The TransPac sailing race begins in Los Angeles and ends at the harbor, an event that takes place every two years. It is one of the world's longest-running ocean races.

Many Waikiki hotels are in the area, but the Prince Waikiki Hotel and the Hilton Hawaiian Village are essentially adjacent to the property, and the Ilikai Hotel is built on harbor land, paying rent into the boating special fund.

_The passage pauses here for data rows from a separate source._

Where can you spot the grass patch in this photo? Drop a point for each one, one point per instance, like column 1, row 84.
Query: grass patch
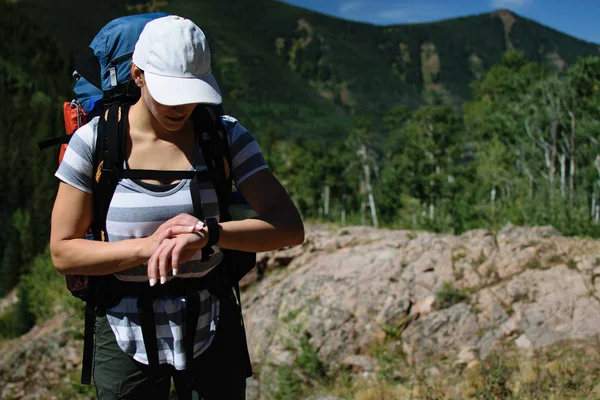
column 449, row 295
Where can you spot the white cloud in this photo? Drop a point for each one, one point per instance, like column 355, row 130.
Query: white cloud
column 383, row 13
column 512, row 4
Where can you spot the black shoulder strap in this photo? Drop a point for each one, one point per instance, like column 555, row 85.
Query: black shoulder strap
column 215, row 149
column 108, row 161
column 212, row 140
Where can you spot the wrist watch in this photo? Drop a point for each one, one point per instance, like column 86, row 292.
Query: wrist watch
column 214, row 231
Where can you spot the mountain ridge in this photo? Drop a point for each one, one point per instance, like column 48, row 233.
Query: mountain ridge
column 309, row 72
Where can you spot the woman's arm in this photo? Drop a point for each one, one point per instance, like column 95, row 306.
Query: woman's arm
column 278, row 223
column 72, row 254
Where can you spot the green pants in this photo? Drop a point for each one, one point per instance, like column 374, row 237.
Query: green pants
column 218, row 373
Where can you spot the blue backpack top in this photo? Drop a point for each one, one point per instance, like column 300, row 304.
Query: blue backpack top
column 104, row 70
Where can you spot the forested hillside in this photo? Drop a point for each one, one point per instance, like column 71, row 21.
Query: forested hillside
column 422, row 126
column 34, row 81
column 307, row 74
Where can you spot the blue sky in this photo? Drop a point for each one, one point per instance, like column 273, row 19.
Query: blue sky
column 579, row 18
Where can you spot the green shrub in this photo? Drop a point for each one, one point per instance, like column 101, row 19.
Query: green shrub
column 42, row 292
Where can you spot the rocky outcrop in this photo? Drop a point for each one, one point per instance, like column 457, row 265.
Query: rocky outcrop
column 425, row 296
column 438, row 295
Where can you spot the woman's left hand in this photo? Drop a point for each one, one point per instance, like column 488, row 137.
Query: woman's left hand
column 174, row 251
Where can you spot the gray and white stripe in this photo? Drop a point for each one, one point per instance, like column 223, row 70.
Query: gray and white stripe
column 136, row 212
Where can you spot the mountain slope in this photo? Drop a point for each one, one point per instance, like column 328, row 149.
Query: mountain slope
column 307, row 72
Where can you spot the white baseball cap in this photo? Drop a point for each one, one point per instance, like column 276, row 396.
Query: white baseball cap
column 174, row 55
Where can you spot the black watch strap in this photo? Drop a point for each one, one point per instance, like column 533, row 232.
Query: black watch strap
column 214, row 231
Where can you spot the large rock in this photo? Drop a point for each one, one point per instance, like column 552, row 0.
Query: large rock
column 351, row 287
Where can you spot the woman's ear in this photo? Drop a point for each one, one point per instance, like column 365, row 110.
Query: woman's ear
column 138, row 75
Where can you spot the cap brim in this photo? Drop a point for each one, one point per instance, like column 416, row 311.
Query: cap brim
column 171, row 91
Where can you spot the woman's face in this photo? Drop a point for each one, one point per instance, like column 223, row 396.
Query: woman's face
column 172, row 118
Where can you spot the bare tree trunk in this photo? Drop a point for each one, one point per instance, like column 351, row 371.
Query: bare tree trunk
column 548, row 159
column 554, row 133
column 326, row 201
column 367, row 171
column 563, row 175
column 529, row 170
column 572, row 160
column 343, row 213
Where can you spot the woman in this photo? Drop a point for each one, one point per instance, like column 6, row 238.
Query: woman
column 153, row 235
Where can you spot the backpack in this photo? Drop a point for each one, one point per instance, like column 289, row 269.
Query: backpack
column 103, row 88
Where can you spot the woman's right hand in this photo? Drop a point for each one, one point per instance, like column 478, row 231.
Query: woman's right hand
column 182, row 223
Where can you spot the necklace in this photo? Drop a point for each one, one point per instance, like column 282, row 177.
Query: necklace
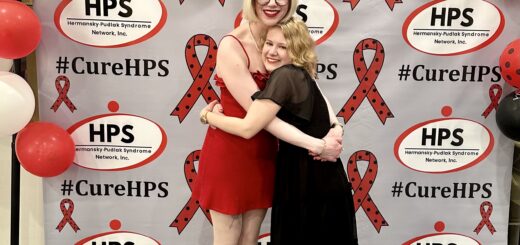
column 253, row 36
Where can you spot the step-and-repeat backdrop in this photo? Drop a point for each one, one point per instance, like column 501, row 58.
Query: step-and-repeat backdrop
column 416, row 84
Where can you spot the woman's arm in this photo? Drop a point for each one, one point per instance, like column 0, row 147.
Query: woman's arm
column 232, row 67
column 260, row 113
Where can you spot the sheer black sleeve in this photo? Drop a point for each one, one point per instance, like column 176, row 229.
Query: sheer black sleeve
column 289, row 87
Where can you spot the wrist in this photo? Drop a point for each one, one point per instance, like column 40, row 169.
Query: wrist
column 337, row 124
column 204, row 117
column 323, row 145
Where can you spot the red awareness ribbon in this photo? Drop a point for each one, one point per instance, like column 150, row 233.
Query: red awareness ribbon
column 221, row 2
column 485, row 214
column 184, row 217
column 494, row 97
column 200, row 75
column 390, row 3
column 62, row 91
column 363, row 185
column 67, row 215
column 367, row 78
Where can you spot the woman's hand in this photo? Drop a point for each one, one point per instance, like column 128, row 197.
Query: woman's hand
column 332, row 146
column 204, row 112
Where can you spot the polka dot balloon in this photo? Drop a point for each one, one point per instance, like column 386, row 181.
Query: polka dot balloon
column 510, row 63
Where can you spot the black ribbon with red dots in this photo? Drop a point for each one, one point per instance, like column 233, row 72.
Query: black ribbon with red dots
column 485, row 214
column 67, row 215
column 390, row 3
column 363, row 185
column 367, row 78
column 221, row 2
column 494, row 97
column 62, row 91
column 200, row 75
column 184, row 217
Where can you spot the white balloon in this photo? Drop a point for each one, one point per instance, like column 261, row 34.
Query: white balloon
column 16, row 103
column 6, row 64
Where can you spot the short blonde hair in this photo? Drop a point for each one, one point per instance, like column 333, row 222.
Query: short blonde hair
column 249, row 13
column 300, row 45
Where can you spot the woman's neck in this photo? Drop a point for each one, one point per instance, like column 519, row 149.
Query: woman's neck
column 258, row 31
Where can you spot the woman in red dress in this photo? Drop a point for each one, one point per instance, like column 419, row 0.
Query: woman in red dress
column 236, row 176
column 313, row 201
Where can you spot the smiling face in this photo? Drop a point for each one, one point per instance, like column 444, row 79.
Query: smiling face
column 271, row 13
column 275, row 52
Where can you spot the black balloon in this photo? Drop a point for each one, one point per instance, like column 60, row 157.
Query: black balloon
column 508, row 116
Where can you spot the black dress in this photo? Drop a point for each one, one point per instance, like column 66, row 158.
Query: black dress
column 312, row 199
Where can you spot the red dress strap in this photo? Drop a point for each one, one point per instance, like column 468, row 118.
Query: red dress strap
column 241, row 45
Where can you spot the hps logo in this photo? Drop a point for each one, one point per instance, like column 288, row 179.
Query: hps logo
column 110, row 23
column 453, row 27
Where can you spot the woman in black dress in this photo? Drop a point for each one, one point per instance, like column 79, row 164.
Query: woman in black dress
column 313, row 199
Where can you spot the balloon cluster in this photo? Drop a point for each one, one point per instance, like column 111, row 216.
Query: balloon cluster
column 508, row 111
column 43, row 149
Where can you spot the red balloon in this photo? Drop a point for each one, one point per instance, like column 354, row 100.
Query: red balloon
column 20, row 30
column 44, row 149
column 510, row 63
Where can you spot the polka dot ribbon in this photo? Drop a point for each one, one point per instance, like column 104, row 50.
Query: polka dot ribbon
column 62, row 91
column 200, row 75
column 485, row 214
column 363, row 185
column 67, row 215
column 367, row 78
column 390, row 3
column 494, row 97
column 221, row 2
column 191, row 207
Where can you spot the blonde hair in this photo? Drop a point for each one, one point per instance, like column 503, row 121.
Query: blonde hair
column 300, row 45
column 249, row 13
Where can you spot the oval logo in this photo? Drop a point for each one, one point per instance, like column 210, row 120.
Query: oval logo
column 110, row 24
column 453, row 27
column 118, row 237
column 320, row 17
column 115, row 142
column 443, row 145
column 444, row 238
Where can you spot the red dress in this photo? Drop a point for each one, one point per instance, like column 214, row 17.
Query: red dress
column 236, row 175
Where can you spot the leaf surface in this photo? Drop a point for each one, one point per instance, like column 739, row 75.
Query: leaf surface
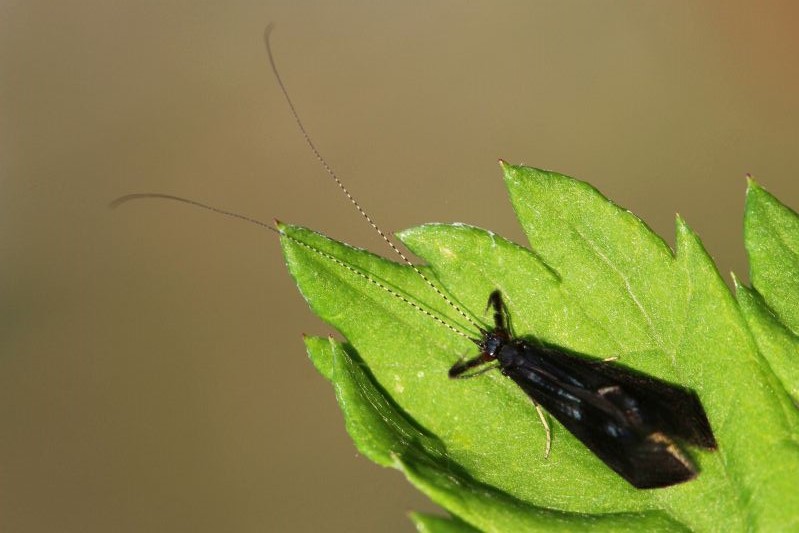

The harbor is home to the Waikiki Yacht Club and the Hawaii Yacht Club, which host junior sailing clubs, waterman programs to include surf ski and Hawaiian outrigger canoeing, weekly sailing races, and fishing tournaments. Boats from around the world find shelter in state harbor berths, and yacht club berths. There are no fuel facilities.

==Origins==
Following dredging to widen a path to sea for the Ala Wai Canal through the reef, the Territorial Government initially constructed the Ala Wai Boat Harbor in 1935 at the mouth of the canal with purported financial support from the Hobron family, who had purchased land in the Kālia area.

Soon after, the Waikiki Yacht Club (founded in 1944) and the Hawai‘i Yacht Club (originally founded in 1901 by King David Kalākaua at Pearl Harbor) would establish their headquarters in the harbor.

In 1886 at the San Francisco Yacht Club, King Kalākaua, an avid waterman, pitched the idea of a 2,225 nautical mile race to Hawai‘i. This sparked the Transpacific Yacht Race, one of the world's most enduring long-distance sailing contests. The global attention of the Transpac incentivized much of the expansion of the Ala Wai Harbor; in 1967, a 1,460-foot-long breakwater was constructed to accommodate mooring of yachts, and in 2008, Hawai‘i Gov. Linda Lingle approved $6 million for infrastructure improvements citing "the economic value of prestigious yachting competitions".